Florida officials have appealed the Centers for Medicaid & Medicare Services' decision to deny the state's request for a waiver to allow health insurers more time to meet the MLR requirements.
In a December 30, 2011 letter to CMS's Steve Larsen, the Florida insurance commissioner, Kevin McCarty, contends that 'failure to obtain the requested adjustment will cause permanent, irreparable harm to our market and the distribution channel for health products and services.'
The PPACA requires that health insurers spend no more than 15% to 20% of their annual premium dollars for individual policies on administrative expenses beginning in 2011. Health plans that don't meet the MLR standard must provide a rebate to their customers.
In the waiver request filed with CMS in March 2011, Florida officials asked for an adjustment of the MLR standard to 68%, 72%, and 76% for 2011, 2012, and 2013, respectively.
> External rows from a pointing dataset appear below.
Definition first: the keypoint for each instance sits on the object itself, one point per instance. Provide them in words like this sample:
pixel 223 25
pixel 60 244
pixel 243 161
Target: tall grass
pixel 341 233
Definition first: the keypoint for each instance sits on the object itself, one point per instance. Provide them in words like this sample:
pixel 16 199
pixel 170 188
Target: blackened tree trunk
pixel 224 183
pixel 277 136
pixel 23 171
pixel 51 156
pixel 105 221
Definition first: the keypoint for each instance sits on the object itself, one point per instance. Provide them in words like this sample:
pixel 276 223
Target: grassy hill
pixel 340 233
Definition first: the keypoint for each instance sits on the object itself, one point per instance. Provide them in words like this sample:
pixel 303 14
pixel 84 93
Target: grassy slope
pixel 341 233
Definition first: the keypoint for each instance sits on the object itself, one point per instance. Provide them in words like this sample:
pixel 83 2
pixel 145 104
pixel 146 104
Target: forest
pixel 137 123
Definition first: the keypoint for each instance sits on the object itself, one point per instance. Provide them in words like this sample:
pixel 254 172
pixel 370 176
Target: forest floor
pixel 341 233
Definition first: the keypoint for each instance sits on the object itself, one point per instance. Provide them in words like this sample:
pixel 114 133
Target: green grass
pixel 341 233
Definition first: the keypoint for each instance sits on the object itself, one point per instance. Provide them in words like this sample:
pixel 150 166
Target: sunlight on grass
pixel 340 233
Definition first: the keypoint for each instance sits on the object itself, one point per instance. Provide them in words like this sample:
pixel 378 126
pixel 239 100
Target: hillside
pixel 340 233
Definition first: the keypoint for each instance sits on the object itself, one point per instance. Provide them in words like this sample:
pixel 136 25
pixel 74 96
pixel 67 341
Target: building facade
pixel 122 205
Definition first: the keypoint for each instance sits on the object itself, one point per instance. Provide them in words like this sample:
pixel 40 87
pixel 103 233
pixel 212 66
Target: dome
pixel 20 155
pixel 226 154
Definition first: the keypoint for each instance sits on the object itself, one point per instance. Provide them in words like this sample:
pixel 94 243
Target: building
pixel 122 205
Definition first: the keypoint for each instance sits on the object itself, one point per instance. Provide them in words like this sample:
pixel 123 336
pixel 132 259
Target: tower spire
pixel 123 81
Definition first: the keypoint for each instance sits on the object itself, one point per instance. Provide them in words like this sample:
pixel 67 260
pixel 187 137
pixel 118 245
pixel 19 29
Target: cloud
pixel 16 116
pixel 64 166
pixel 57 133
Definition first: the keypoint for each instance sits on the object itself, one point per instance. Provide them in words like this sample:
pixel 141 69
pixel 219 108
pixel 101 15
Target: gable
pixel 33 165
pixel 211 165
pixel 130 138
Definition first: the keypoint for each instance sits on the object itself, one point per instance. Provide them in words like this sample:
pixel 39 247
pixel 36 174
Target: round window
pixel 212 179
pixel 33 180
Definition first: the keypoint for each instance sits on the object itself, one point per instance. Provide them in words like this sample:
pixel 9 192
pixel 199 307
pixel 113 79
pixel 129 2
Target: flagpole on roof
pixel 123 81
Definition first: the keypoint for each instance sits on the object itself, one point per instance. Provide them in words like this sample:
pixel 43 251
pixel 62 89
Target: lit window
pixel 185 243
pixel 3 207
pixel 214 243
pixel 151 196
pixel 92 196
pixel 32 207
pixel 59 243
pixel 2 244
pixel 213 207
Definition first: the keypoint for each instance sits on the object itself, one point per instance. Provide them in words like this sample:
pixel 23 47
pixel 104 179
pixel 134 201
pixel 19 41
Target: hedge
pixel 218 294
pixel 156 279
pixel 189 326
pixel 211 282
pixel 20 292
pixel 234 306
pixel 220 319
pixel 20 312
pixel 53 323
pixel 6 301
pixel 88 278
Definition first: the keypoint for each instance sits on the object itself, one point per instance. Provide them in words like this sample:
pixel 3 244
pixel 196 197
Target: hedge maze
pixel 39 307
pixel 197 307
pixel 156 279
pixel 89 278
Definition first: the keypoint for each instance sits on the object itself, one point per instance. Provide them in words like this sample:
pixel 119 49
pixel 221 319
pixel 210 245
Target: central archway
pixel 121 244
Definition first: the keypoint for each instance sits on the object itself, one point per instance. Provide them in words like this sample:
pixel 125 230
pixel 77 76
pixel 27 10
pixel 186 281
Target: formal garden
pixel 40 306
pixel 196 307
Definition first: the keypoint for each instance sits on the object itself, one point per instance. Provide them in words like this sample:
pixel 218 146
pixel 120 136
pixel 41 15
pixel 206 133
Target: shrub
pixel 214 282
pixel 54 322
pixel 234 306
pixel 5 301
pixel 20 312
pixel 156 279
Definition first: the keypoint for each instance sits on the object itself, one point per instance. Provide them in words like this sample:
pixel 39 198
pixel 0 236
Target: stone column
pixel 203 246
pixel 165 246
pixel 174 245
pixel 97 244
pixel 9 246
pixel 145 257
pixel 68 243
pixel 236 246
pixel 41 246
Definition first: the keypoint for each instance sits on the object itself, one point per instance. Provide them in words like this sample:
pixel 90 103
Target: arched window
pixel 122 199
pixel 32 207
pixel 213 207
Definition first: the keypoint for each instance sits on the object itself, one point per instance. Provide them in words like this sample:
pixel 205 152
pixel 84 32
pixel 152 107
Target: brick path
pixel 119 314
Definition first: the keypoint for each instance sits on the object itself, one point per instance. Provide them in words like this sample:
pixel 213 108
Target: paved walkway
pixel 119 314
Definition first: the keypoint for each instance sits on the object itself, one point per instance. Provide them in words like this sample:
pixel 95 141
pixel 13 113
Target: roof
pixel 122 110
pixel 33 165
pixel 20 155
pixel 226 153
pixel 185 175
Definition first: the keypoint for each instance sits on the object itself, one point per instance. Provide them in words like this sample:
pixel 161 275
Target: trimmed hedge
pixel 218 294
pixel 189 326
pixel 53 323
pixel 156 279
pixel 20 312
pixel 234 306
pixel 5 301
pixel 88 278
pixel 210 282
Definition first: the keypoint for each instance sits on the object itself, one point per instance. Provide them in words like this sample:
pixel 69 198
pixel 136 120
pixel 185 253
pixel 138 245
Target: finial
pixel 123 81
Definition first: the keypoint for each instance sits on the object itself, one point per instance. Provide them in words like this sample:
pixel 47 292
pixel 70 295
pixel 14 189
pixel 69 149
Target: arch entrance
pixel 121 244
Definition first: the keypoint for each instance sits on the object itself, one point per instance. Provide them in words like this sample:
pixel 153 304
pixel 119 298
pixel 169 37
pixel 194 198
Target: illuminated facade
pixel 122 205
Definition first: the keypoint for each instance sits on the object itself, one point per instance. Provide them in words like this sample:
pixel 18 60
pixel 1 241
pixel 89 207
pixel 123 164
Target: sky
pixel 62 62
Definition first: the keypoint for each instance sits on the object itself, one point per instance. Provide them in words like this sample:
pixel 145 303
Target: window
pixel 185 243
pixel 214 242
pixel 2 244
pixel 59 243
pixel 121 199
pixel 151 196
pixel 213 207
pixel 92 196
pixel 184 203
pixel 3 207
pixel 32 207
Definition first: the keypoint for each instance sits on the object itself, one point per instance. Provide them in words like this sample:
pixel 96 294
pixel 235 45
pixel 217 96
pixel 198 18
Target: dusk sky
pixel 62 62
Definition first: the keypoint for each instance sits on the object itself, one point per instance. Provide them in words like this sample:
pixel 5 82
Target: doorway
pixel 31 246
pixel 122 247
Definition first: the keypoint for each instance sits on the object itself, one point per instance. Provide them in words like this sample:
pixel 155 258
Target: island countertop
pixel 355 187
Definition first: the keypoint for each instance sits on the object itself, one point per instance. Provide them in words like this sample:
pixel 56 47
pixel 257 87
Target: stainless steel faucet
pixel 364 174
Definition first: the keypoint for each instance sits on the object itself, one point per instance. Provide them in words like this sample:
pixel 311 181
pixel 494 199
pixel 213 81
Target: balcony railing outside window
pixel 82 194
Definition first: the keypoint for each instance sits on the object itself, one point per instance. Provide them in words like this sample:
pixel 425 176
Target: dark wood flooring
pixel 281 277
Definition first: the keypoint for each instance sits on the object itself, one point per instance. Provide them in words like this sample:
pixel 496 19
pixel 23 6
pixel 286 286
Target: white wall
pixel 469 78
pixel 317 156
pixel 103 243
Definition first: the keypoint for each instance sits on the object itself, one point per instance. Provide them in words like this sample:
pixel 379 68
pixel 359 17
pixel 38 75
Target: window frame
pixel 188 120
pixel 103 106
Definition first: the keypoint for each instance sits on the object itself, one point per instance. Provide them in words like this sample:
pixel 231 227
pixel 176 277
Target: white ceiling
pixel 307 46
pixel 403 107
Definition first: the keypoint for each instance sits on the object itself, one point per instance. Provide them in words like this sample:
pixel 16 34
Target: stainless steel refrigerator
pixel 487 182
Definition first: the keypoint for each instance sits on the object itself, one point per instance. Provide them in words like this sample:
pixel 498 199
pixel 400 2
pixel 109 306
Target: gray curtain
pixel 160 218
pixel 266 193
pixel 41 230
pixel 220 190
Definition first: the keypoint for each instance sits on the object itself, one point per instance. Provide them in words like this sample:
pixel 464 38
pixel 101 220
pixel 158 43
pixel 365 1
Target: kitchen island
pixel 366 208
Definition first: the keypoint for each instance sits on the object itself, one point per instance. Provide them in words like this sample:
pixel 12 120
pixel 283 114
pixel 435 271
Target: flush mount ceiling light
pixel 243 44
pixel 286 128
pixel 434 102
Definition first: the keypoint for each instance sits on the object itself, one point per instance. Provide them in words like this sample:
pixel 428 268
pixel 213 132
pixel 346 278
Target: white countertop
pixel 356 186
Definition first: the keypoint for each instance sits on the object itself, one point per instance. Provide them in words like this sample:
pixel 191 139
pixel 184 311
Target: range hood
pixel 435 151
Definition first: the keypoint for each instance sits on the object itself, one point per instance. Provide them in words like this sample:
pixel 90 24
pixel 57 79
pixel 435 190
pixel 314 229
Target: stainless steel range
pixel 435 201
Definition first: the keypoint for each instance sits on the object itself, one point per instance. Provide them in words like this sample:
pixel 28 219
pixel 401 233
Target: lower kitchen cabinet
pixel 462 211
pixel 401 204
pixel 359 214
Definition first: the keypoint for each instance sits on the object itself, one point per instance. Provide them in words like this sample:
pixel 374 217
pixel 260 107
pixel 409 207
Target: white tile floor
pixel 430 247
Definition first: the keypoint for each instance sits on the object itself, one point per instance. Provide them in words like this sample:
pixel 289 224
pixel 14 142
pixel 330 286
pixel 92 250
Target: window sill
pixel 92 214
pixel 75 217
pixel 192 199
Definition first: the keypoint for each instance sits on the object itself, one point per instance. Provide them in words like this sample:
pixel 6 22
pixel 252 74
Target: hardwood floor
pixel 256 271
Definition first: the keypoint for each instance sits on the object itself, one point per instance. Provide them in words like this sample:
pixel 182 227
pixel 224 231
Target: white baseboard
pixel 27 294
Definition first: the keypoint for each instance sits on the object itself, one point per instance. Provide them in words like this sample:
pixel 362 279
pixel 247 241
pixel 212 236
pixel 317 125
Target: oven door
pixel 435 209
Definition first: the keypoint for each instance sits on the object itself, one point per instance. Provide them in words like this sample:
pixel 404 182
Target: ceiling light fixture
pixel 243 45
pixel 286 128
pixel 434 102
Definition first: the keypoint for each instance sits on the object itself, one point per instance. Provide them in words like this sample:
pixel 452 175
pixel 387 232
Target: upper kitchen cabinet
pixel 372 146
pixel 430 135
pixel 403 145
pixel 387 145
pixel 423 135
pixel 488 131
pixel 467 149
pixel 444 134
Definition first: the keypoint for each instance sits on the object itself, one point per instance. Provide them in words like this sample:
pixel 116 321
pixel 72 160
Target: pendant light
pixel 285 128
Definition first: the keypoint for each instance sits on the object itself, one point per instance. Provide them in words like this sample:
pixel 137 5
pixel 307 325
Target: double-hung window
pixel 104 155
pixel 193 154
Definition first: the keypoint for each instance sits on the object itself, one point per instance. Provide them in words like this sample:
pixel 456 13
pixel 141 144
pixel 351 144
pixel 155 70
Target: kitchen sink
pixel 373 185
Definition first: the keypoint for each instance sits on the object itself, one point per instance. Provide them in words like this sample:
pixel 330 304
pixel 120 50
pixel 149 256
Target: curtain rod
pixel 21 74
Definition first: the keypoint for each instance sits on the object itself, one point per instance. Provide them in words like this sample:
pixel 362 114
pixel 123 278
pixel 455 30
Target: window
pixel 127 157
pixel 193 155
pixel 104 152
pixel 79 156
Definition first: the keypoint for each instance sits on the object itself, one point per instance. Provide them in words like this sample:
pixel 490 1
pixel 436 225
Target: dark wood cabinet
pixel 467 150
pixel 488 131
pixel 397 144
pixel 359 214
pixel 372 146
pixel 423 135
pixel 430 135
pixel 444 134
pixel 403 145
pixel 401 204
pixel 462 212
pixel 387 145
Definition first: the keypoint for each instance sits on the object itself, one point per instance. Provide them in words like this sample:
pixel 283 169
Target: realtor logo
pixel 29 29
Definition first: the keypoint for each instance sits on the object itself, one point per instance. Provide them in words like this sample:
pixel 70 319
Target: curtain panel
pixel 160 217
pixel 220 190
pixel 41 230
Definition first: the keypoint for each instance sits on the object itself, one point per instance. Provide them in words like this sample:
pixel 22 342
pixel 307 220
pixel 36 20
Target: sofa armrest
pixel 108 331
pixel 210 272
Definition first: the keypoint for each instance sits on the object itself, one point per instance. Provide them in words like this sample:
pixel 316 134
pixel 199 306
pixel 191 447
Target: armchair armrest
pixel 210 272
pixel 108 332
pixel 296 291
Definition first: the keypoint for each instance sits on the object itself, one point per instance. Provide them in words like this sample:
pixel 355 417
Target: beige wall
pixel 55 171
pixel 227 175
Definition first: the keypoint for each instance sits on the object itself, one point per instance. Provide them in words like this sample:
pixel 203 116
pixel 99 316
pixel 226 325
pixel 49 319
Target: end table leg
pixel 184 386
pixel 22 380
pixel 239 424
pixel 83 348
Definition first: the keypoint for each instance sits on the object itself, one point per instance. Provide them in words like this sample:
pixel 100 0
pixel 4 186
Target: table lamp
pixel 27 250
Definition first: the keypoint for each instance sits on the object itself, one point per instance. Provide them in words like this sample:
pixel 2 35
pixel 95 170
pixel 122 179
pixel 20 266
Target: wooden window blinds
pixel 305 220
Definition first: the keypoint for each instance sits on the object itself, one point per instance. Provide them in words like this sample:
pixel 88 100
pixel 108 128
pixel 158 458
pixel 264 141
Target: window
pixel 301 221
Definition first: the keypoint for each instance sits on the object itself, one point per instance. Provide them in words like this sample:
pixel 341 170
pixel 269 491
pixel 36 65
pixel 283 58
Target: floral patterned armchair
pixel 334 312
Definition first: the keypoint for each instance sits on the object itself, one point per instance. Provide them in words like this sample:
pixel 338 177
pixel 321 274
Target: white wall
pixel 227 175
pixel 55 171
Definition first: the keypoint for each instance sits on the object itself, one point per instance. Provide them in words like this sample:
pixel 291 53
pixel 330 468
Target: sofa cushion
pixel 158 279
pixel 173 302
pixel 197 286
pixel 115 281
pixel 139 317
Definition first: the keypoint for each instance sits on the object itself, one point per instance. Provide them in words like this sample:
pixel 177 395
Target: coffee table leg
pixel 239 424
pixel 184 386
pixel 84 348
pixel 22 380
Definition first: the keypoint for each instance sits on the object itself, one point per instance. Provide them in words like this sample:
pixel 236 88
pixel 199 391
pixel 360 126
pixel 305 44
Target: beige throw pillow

That request was denied in mid-December 2011. At that time Larsen noted that with 20 carriers, Florida has a very competitive individual health insurance market and there was no indication that meeting the MLR requirement would create a hardship for the insurers.
McCarty's letter, which also requests 'further time to augment and amplify' the state's waiver application for reconsideration, refers to the departure of six carriers as proof that 'significant damage to our marketplace has already occurred.' While noting that the six represent a 'relatively small portion of the marketplace,' the letter contends that the departures 'translate into fewer products and less competition' for the individual market.